The Creed formulated during this first General Council of the church is part of Christian belief today. Athanasius was a vigorous defender of Christian orthodoxy all his life.

In 328, he became bishop and made many pastoral visits throughout his province. For many years he became the target of bitter attacks by Arians and Meletians.

Much of his life was spent in exile in Trier, Rome, and country districts outside Alexandria where many of his flock followed him. During these periods he wrote extensively.

In 365, after the death of the emperor Constantius, he returned to his diocese for the last time and his diocese enjoyed a great spiritual revival. There were many candidates for the monastic life. He made many pastoral visits and huge crowds came to hear him preach.

St Athanasius was described as a man small in stature but of towering spirit.

Newman said he was the "principle instrument after the Apostles by which the sacred truths of Christianity have been conveyed and secured to the world."

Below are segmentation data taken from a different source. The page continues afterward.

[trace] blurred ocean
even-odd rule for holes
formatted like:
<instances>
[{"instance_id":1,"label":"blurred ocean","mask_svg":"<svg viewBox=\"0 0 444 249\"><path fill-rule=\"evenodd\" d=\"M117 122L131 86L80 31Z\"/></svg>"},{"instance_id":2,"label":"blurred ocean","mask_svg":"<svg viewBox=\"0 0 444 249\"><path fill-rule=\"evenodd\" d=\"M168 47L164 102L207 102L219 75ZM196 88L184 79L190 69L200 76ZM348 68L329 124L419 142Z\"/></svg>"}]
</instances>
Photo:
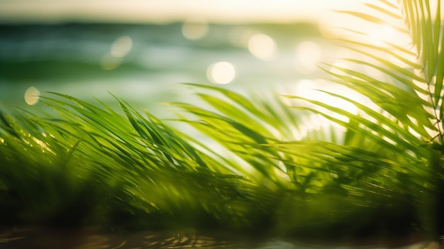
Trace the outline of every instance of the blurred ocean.
<instances>
[{"instance_id":1,"label":"blurred ocean","mask_svg":"<svg viewBox=\"0 0 444 249\"><path fill-rule=\"evenodd\" d=\"M26 105L30 87L113 105L109 92L155 114L192 99L181 82L294 94L336 50L308 23L4 24L0 104Z\"/></svg>"}]
</instances>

As well as his writings against the Arians, he wrote several works including the Life of St Anthony, commentaries on the Scriptures. An eighth century monk wrote: "If you find a book by Athanasius and have no paper on which to copy it, write it on your shirt."

St Athanasius died in 373. He is one of the four great Greek doctors of the church together with St Basil the Great, St John Chrysostom, and St Gregory of Nazianzus.